Что ему это удастся, он и не сомневался. Недаром же он назывался Остшеньским, недаром все здесь — земли, леса и воды, пятьдесят две экономии, лесопилки, винокуренные заводы и мельницы — все принадлежало ему. Имя Остшеньских еще что-нибудь да значит, в городе еще знают, кто он, и никакие мужицкие доводы тут не помогут.

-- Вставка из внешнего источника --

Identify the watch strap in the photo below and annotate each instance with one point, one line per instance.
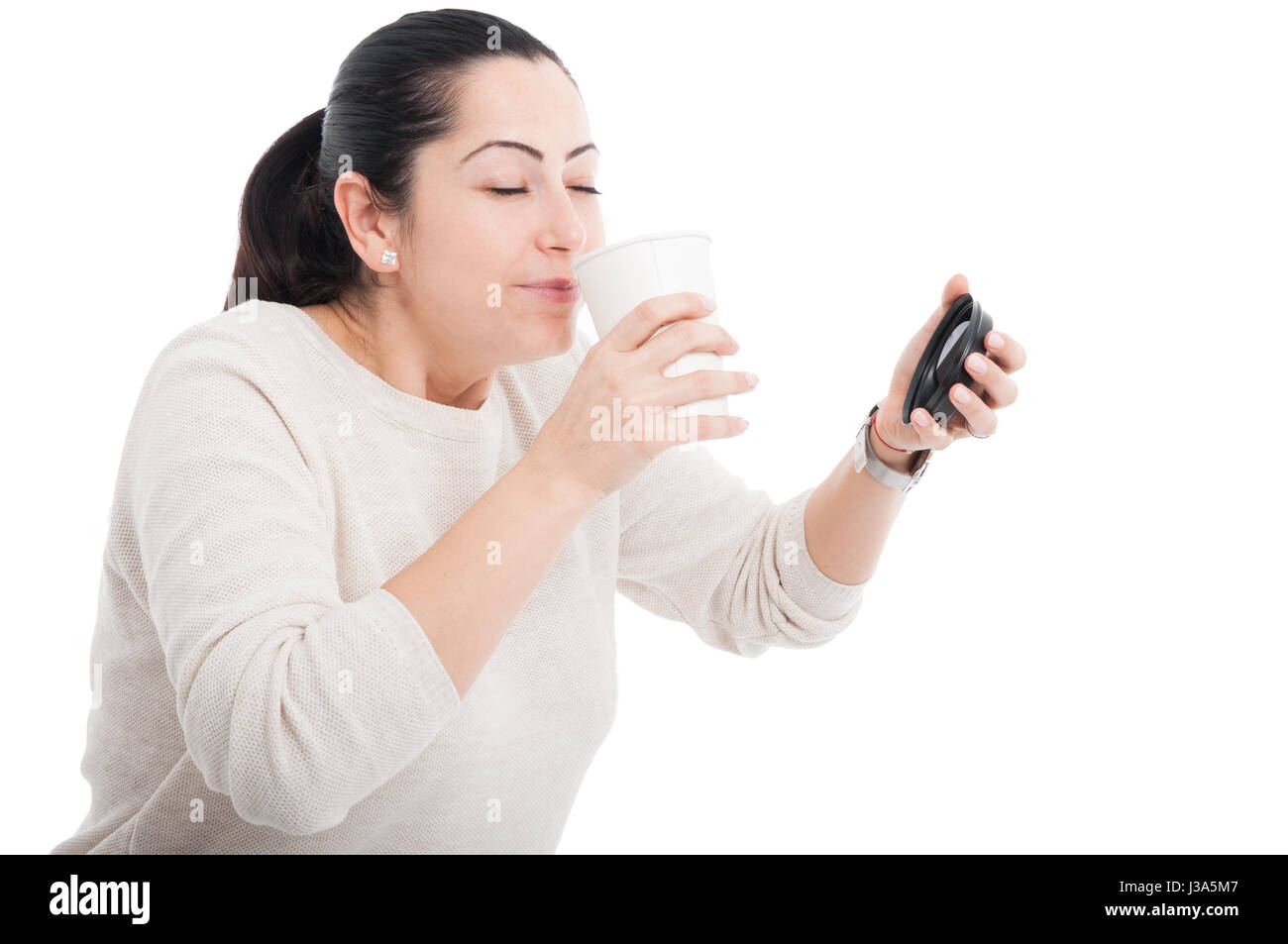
(866, 458)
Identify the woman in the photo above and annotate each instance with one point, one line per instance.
(359, 584)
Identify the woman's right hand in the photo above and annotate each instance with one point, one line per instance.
(585, 439)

Дело с Бугом било непосредственно не по Мацькову. Но это в сущности было одно — серый, мрачный крестьянский мир, одинаково темный, злой и мстительный, в какой бы деревне эти люди ни жили. И все они стоят друг за друга, так что все равно, по ком он ударит. Да дело и само по себе выгодно — не для них, конечно, потому что они и воспользоваться-то им не умели, эти ловцы слизняков, рыболовы на перемет, промышленники с вентерями. Они бессмысленно и глупо — как бессмысленно и глупо все, что они делают, — истребили массу рыбьей мелюзги. Ведь они варят в голодовку мальков с лебедой, не помышляя о том, что из этих мальков когда-нибудь вырастет линь, щука, сом. Они хотят, чтобы озеро и река без всяких вложений кормили всю деревню, и удивляются, что рыбы становится все меньше, что уловы все хуже, даже не пытаясь что-либо предпринять. Открыть украдкой шлюз и ловить потом удочкой или острогой жирных, откормленных карпов — это они умеют! Но подумать, позаботиться о дальнейшем, посмотреть чуть дальше собственного носа, увидеть завтрашний день — нет, на это они не способны. Они опустошают землю, воды и леса, и будет лишь справедливо, если эти земли, воды и леса окажутся в руках, умеющих ими пользоваться.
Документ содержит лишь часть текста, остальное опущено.